Australian regulator authorises WA and NT LNG producers to coordinate maintenance

The Chevron-operated Gorgon LNG project (Image courtesy of Chevron)

Australia’s competition regulator on Friday said it would allow Chevron, Inpex, Shell and Woodside to coordinate maintenance activities at their liquefied natural gas (LNG) facilities in Western Australia and the Northern Territory.

Australian Competition and Consumer Commission (ACCC) said in a statement it made the decision as the four LNG producers were competing for a limited pool of skilled contractors and specialised equipment to conduct scheduled maintenance.

“LNG producers can now schedule maintenance together without risking breaching competition laws, reducing concurrent work at their facilities. This will improve efficiency and maximise LNG production,” ACCC Chairman Rod Sims said.

Besides liquefying and exporting gas, some of the facilities also supply, or have the ability to supply, natural gas to wholesale domestic markets. When the LNG facilities are offline for maintenance, some gas may be directed to these wholesale markets.

“If producers become aware of each other’s LNG facility shutdowns as part of this agreement, this information might give them an advantage in gas trading markets,” Sims said.

To address this, the ACCC has imposed a condition of authorisation requiring the LNG producers to publicly disclose maintenance schedule information that they share with each other. A similar condition applies under an authorisation granted to LNG producers in Queensland in 2016.

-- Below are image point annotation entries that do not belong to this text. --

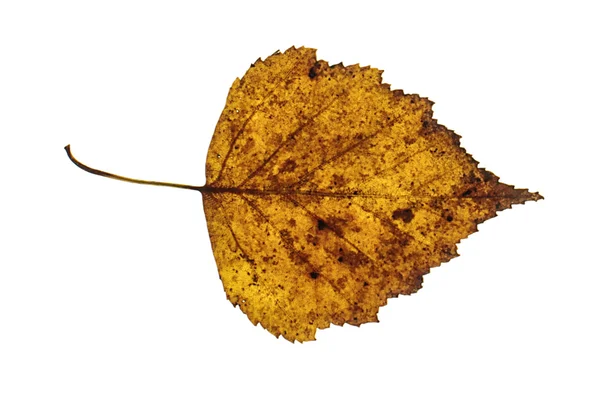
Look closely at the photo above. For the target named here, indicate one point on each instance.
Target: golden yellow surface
(327, 193)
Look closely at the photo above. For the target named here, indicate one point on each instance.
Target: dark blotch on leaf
(405, 215)
(321, 225)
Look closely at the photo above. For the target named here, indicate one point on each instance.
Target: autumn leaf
(328, 193)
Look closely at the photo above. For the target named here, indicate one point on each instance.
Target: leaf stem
(128, 179)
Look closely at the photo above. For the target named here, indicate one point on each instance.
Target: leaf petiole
(128, 179)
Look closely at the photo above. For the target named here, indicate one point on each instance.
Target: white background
(111, 287)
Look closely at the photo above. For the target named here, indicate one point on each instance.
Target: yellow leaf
(328, 193)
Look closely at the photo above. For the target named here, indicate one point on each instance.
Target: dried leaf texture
(327, 193)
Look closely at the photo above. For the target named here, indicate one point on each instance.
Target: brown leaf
(327, 193)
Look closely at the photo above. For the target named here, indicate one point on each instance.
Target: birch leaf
(328, 193)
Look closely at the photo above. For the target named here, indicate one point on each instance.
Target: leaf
(331, 193)
(328, 193)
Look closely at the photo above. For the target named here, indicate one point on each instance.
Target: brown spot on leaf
(405, 215)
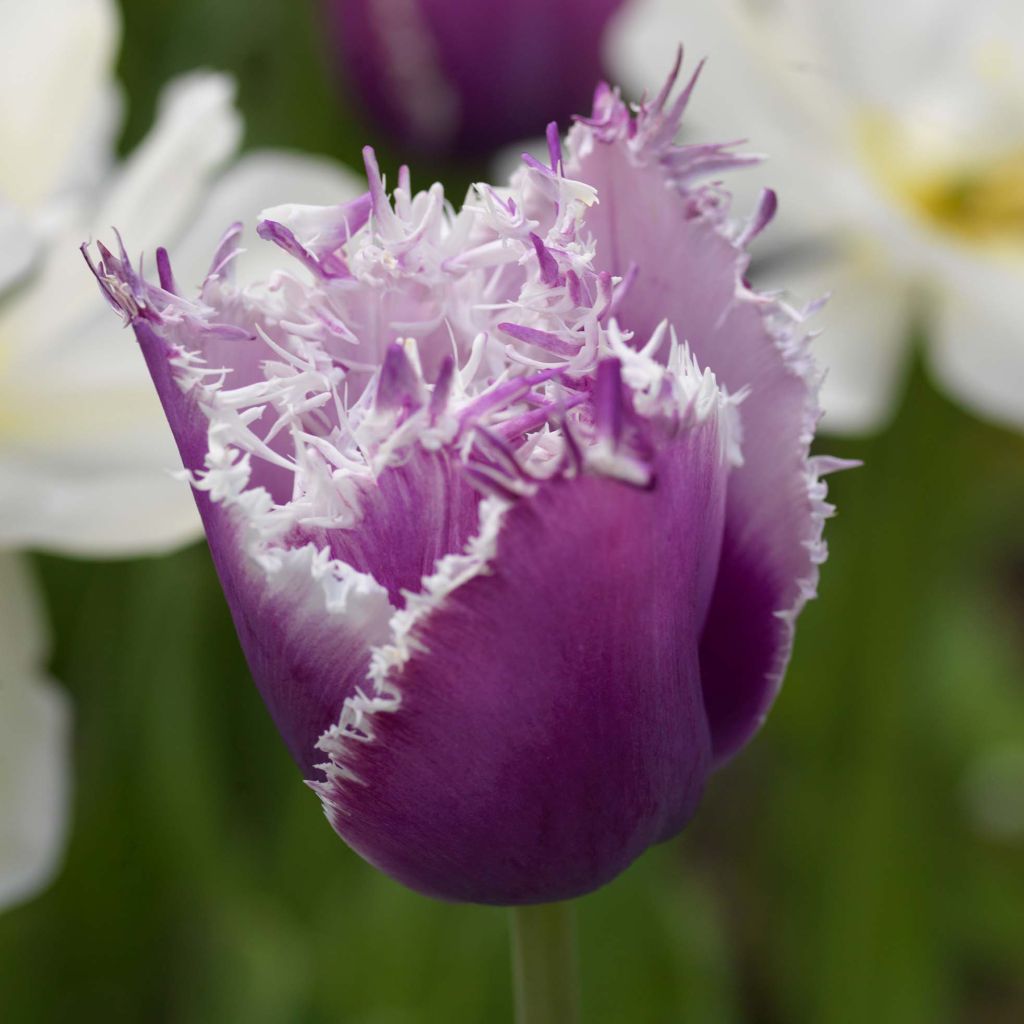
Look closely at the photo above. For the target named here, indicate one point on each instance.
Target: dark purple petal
(689, 271)
(551, 723)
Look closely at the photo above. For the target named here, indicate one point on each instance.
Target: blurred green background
(863, 860)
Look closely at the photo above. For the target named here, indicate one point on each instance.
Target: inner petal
(412, 515)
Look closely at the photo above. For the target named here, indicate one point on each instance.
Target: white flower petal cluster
(895, 134)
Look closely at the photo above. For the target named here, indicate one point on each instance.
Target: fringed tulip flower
(896, 134)
(512, 506)
(441, 76)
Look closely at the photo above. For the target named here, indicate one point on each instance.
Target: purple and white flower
(896, 134)
(512, 506)
(85, 460)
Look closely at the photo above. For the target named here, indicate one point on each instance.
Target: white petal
(258, 180)
(102, 512)
(154, 197)
(17, 245)
(864, 337)
(34, 745)
(977, 342)
(56, 61)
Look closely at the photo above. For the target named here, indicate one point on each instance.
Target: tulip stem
(545, 964)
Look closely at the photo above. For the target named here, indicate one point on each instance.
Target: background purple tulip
(442, 76)
(513, 507)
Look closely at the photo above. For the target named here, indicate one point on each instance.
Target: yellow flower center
(981, 201)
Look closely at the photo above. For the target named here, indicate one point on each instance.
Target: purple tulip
(513, 506)
(442, 76)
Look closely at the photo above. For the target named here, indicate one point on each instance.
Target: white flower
(85, 459)
(895, 133)
(34, 741)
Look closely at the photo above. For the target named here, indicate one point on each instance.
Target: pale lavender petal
(690, 271)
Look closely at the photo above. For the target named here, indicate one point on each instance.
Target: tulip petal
(551, 723)
(691, 273)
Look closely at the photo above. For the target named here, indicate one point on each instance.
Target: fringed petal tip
(513, 506)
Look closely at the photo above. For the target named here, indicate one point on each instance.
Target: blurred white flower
(895, 133)
(85, 458)
(34, 743)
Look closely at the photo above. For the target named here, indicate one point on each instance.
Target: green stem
(545, 964)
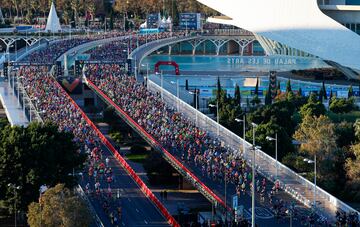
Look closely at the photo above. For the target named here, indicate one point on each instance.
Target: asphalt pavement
(137, 210)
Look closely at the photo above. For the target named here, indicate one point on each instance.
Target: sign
(58, 69)
(235, 201)
(153, 20)
(272, 81)
(190, 21)
(79, 65)
(6, 69)
(262, 61)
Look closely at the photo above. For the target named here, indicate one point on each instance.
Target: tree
(256, 92)
(352, 167)
(33, 156)
(317, 136)
(270, 129)
(268, 99)
(237, 94)
(255, 101)
(350, 92)
(58, 206)
(342, 105)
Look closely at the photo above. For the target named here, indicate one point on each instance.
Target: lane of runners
(115, 196)
(203, 155)
(103, 180)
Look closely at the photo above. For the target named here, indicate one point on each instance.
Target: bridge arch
(160, 63)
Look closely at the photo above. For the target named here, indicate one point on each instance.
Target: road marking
(262, 213)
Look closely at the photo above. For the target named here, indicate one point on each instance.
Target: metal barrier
(169, 157)
(147, 192)
(24, 100)
(296, 185)
(82, 194)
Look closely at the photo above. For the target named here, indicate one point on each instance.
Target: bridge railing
(156, 145)
(296, 185)
(229, 32)
(128, 168)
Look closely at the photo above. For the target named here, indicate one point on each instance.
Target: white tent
(144, 25)
(2, 21)
(53, 24)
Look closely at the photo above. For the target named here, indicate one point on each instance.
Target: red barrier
(159, 63)
(126, 166)
(167, 153)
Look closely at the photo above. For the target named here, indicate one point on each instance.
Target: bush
(342, 105)
(116, 136)
(138, 149)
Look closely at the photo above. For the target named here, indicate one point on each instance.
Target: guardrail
(125, 165)
(82, 194)
(296, 185)
(177, 164)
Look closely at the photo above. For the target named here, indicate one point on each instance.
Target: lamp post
(15, 194)
(244, 130)
(254, 126)
(276, 158)
(177, 93)
(195, 93)
(147, 71)
(217, 116)
(70, 28)
(313, 162)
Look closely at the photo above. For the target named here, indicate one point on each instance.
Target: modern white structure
(299, 27)
(53, 23)
(2, 21)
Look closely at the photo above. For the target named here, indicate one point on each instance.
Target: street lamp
(313, 162)
(177, 93)
(71, 27)
(254, 126)
(244, 129)
(15, 189)
(195, 93)
(161, 84)
(217, 116)
(277, 164)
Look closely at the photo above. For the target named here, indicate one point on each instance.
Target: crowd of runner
(177, 133)
(56, 106)
(172, 129)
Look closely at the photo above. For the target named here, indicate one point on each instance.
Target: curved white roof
(53, 24)
(297, 23)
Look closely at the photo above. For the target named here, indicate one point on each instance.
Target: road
(264, 214)
(137, 210)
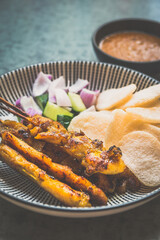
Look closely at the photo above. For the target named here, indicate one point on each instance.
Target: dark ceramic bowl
(141, 25)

“Information is a crucial component for creating efficient, well-functioning markets. Market-sensitive information disclosed to competitors as part of this process should be available to all participants,” Sims said.

Authorisation is granted for five years, rather than the 10-year period sought by the LNG producers, ACCC said.

“With the evolving nature of the gas markets, there is significant uncertainty about the impact of the proposed conduct on related markets. If the parties wish to seek reauthorisation in 2023, the ACCC will test whether the expected benefits and detriments have arisen and to assess the effectiveness of the condition,” Sims said.

The Gorgon, Wheatstone, North West Shelf and Pluto LNG facilities in Western Australia are currently operational. The Prelude LNG facility off the Western Australian coast and the Ichthys LNG processing facility are expected to enter service in 2018.